Let's Express

A Car with Personality.

Older readers will remember the "Renault 4"

It was an odd looking humpy thing with nothing to recommend it visually. Once inside and driving it, things didn't improve either. Measured in available horse-power it was about a hoof-and-half. When turning corners it gave it's exaggerated impression of overturning completely. It offered an experience akin to an aircraft making a sharp turn, (pointing one wing towards the earth before leveling off again). 

If you liked basic simplicity though, this junk-heap was a right charmer. There wasn't a single frill or bauble anywhere in or out of that car. It had five wheels of which one was the steering wheel, the heater worked weakly in summer and not at all in winter. You had to provide and wire up your own radio & speakers and the bench front seats were deck chairs with cushioning. The one I bought for £400 (Punts) was chocolate brown and damned sad looking even before we met. Two tyres were bald, (Front right and back left), and one of the many windows was badly scratched but as it was a side one, it ended it's days like that. A screwdriver and monkey wrench was all you would have needed to strip it down to a chassis only. The brilliance lay in the simplicity.

And I loved it after less than a week. It was huge inside, I'm not kidding. Loads of legroom and headroom and because the mats were black and made of rubber, muddy boots didn't matter. I drove to Dublin and back in it one time and apart from the fact it took four times as long as a normal car to do the journey, I was as happy as Larry with my secondhand Renault-4. On that trip too I was traveling so safely within speed limits that I relaxed with a few beers on the way home as I drove.

The back door was like a van door and the space inside was similar to that of half a van floor in space. Then, two clips flipped at either side of the back seat and two floor clips then slid easily out, allowing you the remove the whole thing in one (folded) piece. The resultant space was enormous. When the (Polish) Pope came to visit us all in Ireland in Sept. 1979, I took my then girlfriend with me in the 'Brown-Horror' to Limerick. The deal was that we had to get parked in a muddy field with all the other thousands of pilgrims in their cars and then wait in that wet rainy field until dawn. When they sun tried to come up, we were allowed to walk the five miles to another muddy field and watch El Papa fly in. I often believe that her Father took one look at my sad brown car and assured his wife that their daughter would come to no harm in it. Remember at the time there were skin-headed youths skidding all over the place in souped-up Escorts. Those guys never even gave this long-hair a second look. 

Never mind the Pope though, the car was brilliant. I kitted out the huge floor space with a mattress and slumber down and stocked up with beer, wine and some sandwiches. Add a shapely sexy girl for the night and I was in heaven, (arf, arf). And when many other cars got bogged down trying to get back out of the field, the mischievous Renault slipped and slithered out the gap in the field and down the road for Cork, dirty but undaunted. 

A most useful tool I always carried in the Mini was a hand-held wooden mallet and like the Mini, it worked a treat on the Renault too. Any attempt at spluttering starts and a judicious couple of taps of the mallet to the engine block worked a treat.The first time I opened that long bonnet I was taken aback by an equally long aluminum pole than ran from behind the dashboard, over the top of the engine and right down to the grill in front. This turned out to be the gear lever, the knob of which poked out from the middle-top of the dash inside. There was plenty of play on it too because when you went from third to top, (ie. fourth) the whole apparatus came back about two feet or more.

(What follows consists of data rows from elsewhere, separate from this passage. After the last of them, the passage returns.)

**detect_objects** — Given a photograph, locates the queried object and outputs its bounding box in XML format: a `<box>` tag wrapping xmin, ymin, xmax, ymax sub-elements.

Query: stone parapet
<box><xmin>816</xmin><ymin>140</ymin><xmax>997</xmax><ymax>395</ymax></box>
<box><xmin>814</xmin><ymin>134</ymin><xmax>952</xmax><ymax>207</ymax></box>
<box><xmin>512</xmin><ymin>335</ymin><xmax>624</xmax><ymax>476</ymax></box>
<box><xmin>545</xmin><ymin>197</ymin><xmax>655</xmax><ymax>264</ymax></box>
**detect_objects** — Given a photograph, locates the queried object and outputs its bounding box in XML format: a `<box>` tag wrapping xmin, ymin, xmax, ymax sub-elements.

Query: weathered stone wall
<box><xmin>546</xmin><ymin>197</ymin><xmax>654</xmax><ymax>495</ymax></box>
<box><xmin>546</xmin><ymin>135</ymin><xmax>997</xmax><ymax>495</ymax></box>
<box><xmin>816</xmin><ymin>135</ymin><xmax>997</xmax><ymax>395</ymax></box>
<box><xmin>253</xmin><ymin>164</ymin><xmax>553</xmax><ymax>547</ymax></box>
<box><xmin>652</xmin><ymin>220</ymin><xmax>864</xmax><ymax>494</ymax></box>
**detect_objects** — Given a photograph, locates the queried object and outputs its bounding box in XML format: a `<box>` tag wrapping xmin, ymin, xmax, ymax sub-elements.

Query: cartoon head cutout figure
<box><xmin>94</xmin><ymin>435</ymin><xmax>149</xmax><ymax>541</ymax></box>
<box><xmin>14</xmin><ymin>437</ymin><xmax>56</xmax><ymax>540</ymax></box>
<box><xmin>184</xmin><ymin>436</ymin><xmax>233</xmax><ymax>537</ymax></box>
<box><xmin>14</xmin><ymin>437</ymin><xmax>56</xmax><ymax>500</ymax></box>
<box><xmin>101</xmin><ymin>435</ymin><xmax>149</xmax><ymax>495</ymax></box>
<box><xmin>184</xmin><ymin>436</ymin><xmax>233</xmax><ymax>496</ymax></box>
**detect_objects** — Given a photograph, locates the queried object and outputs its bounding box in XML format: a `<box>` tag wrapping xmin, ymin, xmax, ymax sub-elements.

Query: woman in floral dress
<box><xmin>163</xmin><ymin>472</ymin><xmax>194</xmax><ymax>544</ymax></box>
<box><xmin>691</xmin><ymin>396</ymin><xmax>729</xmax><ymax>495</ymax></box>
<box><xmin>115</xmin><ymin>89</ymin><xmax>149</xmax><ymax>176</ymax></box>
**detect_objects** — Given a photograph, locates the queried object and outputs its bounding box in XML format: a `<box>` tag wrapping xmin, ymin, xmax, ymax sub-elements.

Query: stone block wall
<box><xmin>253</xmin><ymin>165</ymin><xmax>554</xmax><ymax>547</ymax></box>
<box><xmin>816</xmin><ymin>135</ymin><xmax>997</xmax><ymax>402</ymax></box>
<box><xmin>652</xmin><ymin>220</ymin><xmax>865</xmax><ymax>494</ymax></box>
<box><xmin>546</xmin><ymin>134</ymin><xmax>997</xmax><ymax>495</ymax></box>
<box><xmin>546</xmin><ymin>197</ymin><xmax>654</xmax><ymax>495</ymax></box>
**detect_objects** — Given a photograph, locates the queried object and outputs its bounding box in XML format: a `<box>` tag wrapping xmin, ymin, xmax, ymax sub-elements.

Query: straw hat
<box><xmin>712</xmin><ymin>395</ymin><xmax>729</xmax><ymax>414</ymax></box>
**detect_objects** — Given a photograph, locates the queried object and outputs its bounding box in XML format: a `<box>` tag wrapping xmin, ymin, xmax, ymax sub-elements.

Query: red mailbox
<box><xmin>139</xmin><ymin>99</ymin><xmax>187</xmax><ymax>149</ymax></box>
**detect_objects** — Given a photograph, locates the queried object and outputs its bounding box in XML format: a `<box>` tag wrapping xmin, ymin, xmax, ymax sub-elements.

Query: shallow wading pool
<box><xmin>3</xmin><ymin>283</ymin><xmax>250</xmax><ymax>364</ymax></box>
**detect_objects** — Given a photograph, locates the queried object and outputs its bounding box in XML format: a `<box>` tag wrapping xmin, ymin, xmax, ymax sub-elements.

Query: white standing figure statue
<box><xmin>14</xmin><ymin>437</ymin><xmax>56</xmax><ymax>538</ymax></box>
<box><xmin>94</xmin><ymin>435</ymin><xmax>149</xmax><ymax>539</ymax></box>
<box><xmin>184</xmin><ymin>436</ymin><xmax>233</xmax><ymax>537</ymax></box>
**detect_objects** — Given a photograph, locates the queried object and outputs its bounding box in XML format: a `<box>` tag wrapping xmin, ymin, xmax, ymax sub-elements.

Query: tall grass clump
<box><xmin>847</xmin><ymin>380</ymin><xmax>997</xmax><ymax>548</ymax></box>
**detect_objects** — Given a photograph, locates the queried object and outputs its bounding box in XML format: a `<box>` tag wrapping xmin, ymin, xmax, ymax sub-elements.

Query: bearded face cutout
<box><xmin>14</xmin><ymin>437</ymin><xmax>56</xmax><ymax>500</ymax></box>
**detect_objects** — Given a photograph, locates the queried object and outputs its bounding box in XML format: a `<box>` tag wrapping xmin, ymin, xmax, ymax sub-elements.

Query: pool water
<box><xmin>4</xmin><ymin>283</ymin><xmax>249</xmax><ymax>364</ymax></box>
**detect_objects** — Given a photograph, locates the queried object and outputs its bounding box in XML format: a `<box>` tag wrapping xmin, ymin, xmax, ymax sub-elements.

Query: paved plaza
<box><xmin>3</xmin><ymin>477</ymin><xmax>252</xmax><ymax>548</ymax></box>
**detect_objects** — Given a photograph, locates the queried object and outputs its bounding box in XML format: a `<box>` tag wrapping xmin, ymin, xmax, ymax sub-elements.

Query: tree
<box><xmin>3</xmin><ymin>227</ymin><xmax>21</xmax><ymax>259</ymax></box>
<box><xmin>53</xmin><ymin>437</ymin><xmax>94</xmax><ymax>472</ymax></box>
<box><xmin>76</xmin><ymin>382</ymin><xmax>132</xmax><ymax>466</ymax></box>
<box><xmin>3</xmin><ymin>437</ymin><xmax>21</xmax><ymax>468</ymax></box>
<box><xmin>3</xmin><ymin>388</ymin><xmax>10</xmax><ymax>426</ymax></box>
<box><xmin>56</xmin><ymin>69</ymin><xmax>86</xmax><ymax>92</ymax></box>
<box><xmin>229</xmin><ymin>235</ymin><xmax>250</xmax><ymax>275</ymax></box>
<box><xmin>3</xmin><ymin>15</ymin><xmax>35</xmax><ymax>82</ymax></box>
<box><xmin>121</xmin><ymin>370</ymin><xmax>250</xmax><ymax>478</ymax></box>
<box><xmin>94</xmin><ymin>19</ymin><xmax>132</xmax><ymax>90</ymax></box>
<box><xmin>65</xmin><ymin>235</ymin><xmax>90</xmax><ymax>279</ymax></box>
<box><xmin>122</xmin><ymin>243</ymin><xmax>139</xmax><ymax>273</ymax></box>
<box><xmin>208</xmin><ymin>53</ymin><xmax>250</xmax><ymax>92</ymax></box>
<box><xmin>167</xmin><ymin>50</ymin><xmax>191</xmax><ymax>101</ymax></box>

Following the aluminum pole to the grill, it curved down at a right angle to the gearbox which was right up forward and below and a big clip attached the pole to the gears. One day while putts-ing along minding my own business I went from third to fourth when damn me, the aluminum pole just kept on coming. The clip attaching it to the gearbox just fell off and the pole lay limply on top of the engine. But my mini toolkit had many useful things in it including some wire and a pliers. Arse in the air then and head and arms buried deep down the front of the engine, I reconnected the pole and the gearbox with wire and was once again putts-ing.

A few months later I put the car up for sale and the guy who called around to me first just drove it once and gave me £450 for it as was. It was several months after that before I saw that bloke again. He was in a city boozer one night and we did a double-take before remembering the Renault-4. For some reason I remembered the patch job done on the gear lever and asked him if it had ever given him bother.

"Naw-boy! She's grand," he answered cheerfully.

Even if the body rusted completely and fell off that baby, I like to think the aluminum pole is still wired to the gearbox somewhere. The crazy Renault-4 just had that kind of personality, a sort of beautiful ugliness. I liked it! You know the Pope was memorable too but for me that day and many more days to follow, my little ugly Renault was the star of the show.